The Graveyard Book begins with a murder - in fact three murders, which should have been four. 'The man Jack' has stealthily entered the house of a sleeping family and murdered the parents and a child, but the baby of the family, a lone boy, has toddled off and disappeared, making the murder incomplete. Somehow he enters the one place that Jack can't find him - the local graveyard - where he is sheltered and raised by its ghostly inhabitants. Adopted by a ghost couple, he is called Nobody Owens (Bod for short). Creepy? You betcha. But does it work? Boy does it.
The ghosts are depicted as normal people whose time in the real world had ended, but their lives have not. There are nice ghosts and nasty ones, friendly ones and stuck up ones and boring ones. And of course, there's Silas. Bod's guardian - a shadow who moves between the real world and the ghostly one - who oversees his education and protects him from the malevolent evil that murdered his family and is now out to find him too. Only in the graveyard can Bod remain safe.
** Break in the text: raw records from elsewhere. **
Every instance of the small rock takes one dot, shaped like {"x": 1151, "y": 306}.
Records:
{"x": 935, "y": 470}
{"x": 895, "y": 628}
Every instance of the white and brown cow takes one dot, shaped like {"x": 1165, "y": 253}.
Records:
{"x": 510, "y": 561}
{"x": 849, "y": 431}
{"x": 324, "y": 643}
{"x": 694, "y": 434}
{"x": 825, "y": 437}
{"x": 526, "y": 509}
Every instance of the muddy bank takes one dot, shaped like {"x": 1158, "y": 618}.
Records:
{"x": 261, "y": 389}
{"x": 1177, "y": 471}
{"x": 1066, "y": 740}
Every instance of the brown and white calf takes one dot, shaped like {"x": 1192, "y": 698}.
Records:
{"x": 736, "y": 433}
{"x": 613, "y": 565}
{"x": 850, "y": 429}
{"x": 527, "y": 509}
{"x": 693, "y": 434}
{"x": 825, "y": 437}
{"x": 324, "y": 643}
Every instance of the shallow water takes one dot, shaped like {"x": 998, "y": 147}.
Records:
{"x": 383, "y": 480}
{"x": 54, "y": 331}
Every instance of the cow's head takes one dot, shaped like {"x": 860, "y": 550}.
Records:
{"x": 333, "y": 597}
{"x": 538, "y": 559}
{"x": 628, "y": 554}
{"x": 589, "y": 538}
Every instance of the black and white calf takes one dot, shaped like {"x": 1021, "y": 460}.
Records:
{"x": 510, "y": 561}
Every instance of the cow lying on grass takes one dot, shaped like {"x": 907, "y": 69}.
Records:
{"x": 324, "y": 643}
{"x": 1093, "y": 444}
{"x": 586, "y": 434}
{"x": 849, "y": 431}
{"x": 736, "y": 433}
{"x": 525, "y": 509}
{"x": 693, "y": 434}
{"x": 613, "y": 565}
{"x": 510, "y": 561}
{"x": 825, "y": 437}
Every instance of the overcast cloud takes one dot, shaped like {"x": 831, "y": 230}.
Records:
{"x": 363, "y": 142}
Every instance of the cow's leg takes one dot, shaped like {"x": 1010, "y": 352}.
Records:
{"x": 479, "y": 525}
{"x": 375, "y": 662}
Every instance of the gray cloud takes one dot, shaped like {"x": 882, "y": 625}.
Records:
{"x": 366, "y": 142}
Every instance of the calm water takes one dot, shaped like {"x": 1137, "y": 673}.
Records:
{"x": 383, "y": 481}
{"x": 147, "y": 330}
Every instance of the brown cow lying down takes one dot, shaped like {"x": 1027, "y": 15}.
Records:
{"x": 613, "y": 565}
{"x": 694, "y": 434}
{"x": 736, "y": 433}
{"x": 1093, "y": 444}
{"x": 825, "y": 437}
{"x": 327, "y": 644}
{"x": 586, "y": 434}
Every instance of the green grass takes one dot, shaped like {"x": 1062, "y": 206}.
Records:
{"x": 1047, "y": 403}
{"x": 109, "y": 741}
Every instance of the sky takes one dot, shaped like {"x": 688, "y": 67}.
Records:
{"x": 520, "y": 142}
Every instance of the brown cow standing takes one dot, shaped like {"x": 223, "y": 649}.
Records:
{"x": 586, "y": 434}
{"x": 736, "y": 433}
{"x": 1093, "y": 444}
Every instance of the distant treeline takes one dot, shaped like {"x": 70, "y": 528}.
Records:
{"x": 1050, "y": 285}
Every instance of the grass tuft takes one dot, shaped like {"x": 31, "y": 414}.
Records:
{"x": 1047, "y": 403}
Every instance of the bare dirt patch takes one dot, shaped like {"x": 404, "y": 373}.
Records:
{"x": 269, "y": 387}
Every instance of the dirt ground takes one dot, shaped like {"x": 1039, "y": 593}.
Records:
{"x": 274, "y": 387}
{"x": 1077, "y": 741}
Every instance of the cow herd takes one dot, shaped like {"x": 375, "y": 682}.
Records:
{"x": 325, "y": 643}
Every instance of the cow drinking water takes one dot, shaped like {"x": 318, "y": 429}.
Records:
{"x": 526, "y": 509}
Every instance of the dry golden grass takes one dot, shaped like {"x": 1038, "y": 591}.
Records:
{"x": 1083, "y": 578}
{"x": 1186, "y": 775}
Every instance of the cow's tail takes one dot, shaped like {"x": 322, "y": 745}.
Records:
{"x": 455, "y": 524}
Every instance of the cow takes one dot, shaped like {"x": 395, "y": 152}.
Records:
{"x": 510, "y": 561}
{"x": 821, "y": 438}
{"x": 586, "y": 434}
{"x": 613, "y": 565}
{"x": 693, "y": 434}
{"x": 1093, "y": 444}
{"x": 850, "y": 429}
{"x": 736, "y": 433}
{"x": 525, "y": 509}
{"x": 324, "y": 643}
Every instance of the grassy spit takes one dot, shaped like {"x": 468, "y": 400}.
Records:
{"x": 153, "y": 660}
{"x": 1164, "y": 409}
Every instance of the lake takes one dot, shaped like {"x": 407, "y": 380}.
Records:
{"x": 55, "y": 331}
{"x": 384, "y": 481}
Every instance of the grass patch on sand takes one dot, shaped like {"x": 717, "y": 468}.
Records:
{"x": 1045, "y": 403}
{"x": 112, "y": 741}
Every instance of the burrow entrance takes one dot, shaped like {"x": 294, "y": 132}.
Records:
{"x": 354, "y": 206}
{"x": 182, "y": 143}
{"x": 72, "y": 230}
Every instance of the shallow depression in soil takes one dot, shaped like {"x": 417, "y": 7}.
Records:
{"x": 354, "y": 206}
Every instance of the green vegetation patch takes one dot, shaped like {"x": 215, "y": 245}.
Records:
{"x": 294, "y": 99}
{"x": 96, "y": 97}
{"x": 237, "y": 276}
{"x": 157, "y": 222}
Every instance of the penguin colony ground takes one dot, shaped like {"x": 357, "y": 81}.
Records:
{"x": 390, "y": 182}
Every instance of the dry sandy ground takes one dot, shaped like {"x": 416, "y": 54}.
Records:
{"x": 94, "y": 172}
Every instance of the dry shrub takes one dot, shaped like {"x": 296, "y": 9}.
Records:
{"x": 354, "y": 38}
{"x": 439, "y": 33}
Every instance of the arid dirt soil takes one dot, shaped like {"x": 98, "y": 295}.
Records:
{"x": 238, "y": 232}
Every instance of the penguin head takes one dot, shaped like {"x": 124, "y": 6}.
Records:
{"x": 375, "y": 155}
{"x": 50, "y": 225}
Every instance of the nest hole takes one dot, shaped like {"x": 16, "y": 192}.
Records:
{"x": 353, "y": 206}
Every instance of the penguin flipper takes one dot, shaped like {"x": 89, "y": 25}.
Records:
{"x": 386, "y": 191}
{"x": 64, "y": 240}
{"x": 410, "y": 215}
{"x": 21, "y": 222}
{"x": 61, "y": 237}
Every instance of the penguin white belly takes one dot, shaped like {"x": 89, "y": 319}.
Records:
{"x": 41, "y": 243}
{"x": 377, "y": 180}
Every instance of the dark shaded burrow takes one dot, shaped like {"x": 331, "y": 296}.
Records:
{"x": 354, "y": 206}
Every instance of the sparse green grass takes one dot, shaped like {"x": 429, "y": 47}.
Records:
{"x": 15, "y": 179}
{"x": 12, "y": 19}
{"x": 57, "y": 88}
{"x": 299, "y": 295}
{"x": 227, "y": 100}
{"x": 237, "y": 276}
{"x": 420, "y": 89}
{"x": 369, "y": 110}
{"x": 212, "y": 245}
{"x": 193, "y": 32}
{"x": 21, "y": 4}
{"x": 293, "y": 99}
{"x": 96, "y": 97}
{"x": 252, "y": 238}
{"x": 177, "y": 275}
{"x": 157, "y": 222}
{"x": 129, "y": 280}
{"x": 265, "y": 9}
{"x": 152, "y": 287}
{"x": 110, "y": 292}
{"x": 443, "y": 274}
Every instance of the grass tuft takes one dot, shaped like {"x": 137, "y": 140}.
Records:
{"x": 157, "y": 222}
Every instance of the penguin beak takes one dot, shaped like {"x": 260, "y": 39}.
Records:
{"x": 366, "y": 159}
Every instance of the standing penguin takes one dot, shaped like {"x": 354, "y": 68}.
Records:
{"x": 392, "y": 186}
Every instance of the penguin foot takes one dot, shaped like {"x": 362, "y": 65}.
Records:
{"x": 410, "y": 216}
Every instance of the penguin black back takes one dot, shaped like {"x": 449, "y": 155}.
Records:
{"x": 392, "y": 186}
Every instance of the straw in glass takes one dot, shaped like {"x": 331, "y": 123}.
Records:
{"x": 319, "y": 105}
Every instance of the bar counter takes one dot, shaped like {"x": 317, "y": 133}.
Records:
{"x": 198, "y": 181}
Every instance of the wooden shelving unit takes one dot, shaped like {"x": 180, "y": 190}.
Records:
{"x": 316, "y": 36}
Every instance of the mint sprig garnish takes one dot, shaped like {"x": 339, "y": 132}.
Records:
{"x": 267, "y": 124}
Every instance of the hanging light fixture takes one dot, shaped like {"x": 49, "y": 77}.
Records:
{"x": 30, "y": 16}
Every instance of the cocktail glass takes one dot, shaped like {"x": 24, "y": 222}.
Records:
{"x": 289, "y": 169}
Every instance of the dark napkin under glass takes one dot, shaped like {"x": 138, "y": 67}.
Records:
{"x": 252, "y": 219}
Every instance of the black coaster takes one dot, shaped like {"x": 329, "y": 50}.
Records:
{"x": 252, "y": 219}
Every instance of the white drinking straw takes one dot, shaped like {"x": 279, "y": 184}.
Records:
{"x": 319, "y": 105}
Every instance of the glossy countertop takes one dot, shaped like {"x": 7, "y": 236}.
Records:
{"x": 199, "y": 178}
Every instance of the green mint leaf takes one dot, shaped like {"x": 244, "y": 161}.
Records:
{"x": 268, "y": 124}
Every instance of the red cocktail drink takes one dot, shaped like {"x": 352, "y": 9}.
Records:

The Graveyard Book is a truly imaginative tale of a young boy who grows up learning his boundaries, making mistakes, mastering his lessons and is ultimately set loose to discover the world. The wonderful in-between-death-and-life world that Gaiman conjures up is an interesting (and rather creepy) parallel to the real world and the hurdles children face as they grow up. Its slightly dark nature is actually quite realistic, as I don't remember my childhood being all fairy floss and fun, as many other kids' books would have you believe. Neither did I grow up in a graveyard, but Neil Gaiman's masterful storytelling makes The Graveyard Book a very enjoyable read.